I tried to solve the exercise VIII.XX in Number Fields by Marcus. It asks to find the Hilbert class field of $Q(\sqrt m)$ for $m=-6,-10,-21,-30$. And the emphasis of this question is on the first two.
Attempt to solve the first case.
I knew that the class number of $K=Q(\sqrt{-6})$ is $2$, so its Hilbert class field extension $H/K$ is of degree $2$. Since all groups of order $4$ are abelian, we know that $H$ is also abelian over $Q$. Further, by the computation of the conductor, we know that $H\subset Q(\zeta_{24})$, where $\zeta_{24}$ is a $24$-th primitive root of unity. After we compute explicitly the galois group of $Q(\zeta_{24})/Q$ is isomorphic with h$C_2\times C_2\times C_2$. Noting that $\sqrt{-6}=(\zeta_8+\zeta_8^7)(1+2\zeta_3)$, we deduce that the galois group of $Q(\zeta_{24})/K$ is isomorphic with $G=C_2\times C_2$. So there are $3$ subgroups of $G$ of index $2$. And I cannot decide which one of them is the subgroup fixing $H$. Of course, if we write out all fixed fields of the three subgroups, then, by examining the decomposition of ideals, we can determine, or conclude, that $H=Q(\sqrt2,\sqrt{-3})$. But I think there must be a way of deciding this without this trial and error.

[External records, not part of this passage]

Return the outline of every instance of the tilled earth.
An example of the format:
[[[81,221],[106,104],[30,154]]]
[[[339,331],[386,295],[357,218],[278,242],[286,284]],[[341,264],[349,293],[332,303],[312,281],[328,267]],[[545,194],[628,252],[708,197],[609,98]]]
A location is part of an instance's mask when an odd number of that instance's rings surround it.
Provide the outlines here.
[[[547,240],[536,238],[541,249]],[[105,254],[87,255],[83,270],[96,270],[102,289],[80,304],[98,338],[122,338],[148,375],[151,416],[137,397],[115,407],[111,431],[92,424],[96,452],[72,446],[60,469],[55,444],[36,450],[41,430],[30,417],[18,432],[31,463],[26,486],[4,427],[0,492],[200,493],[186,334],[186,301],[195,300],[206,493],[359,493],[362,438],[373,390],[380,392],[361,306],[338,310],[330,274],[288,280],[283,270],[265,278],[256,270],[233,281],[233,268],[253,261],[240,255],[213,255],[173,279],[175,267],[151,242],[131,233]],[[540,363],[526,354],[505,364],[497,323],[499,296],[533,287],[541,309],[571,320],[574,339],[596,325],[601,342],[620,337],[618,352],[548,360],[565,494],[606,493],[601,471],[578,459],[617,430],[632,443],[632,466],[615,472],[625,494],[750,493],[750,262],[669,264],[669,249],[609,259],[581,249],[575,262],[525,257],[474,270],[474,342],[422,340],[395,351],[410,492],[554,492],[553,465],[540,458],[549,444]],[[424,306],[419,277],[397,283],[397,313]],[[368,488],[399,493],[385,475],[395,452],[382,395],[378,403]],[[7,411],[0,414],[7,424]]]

In fact, in the second case, $K=Q(\sqrt{-10})$, there are $7$ possibilities of $H$! After some calculations moreover, I found that $H=Q(\sqrt{-10},\sqrt5)$. But my method is again trial and error. And I want to find a way to determine $H$ without such brute force.
Question
Given a specific field $K/Q$, what is the standard, or the most efficient, way in determining its Hilber class field $H$?
I looked into Algebraic Number Fields by Janusz, but the example I found there is the case $Q(\sqrt{-5})$, in which the galois group of $Q(\zeta_{20})/K$ is cyclic of order $4$, thus having a unique subgroup of index $2$, and so cannot help me here.
Any help is greatly appreciated. Thanks in advance.